Il parco era deserto. Neanche quelli che portano fuori il cane. C’era solo lui. Accasciato su una panchina. La panchina  della desolazione. Gomiti sulle ginocchia, faccia tra le mani, avrebbe fatto meglio a metterle sulle orecchie per non risentire Marilena che gli diceva di essersi sposata, da più di un anno viveva a Madesimo, un marito adorabile, sì, proprio adorabile. E poi, come non bastasse, aveva aggiunto: stavolta sono io a dirti di no, ne hai detti talmente tanti tu…

Ecco com’era andata.

Ma dannazione, singhiozzò tra sé e sprofondava ancor di più la faccia tra le mani, gelando su quella panchina,  dannazione non erano forse tutti giustificati quei no che gli si precipitavano  addosso? No alla povera Marilena e alla sua sfacciatissima voglia di anello al dito, no a quei vicini ficcanaso che poi te li ritrovi tutti in casa cani e bambini compresi, no a quel poveraccio del custode della biblioteca fissato con l’inglese, no alle sorelle smaniose di farsi i fatti suoi, no a quella poveraccia di Vincenza con le sue ubbie religiose, o a quell’altra poveraccia di Emilia con la sua fissa per le Egadi, e poi no a Rosa e no a Valeria e no a Luisa e a tutto lo stuolo delle tipe che una volta entrate nel suo letto puntavano i piedi per non uscirne, e no a…

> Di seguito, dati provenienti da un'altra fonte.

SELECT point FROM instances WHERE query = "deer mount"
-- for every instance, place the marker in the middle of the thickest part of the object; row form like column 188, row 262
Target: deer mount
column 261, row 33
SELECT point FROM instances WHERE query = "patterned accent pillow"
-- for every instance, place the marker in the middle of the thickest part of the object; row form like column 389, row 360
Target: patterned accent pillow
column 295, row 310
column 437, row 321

«Signore, scusi, sta dormendo?»

Abbassò le mani ma non alzò lo sguardo. Davanti a lui due scarponcini scalcagnati, calzerotti rossi, jeans, e risalì con lo sguardo al giubbotto rosso, scalcagnato pure lui, e infine al sorriso, agli occhi gioiosi, al ciuffo di capelli che sfuggiva dal berretto. Una gagnetta, sì, una gagnetta, e dietro di lei, poco distante, un gruppetto di ragazzini che seguivano con attenzione ogni parola.

«Non sto dormendo…», farfugliò.

«Ecco praticamente…», la gagnetta rideva, allegra e timida, allegra e imbarazzata, ma rideva, «… noi abbiamo fatto una scommessa, ecco, stiamo qui di fronte, in quella casa grande lì dai nonni, siamo un gruppo, e io ho perso la scommessa e adesso sto facendo pegno e il pegno…»

«Il pegno?»

«Il pegno è che devo andare al parco, e sono qui, per cercare qualcuno, un poveraccio, che l’ho trovato ed è lei, un poveraccio che è da solo…», e rideva tutta soddisfatta,  «… e invitarlo a pranzo, da noi, qui di fronte, a casa nostra, oggi è Natale, ecco, abbiamo fatto anche un mucchio di polenta e roba buona…»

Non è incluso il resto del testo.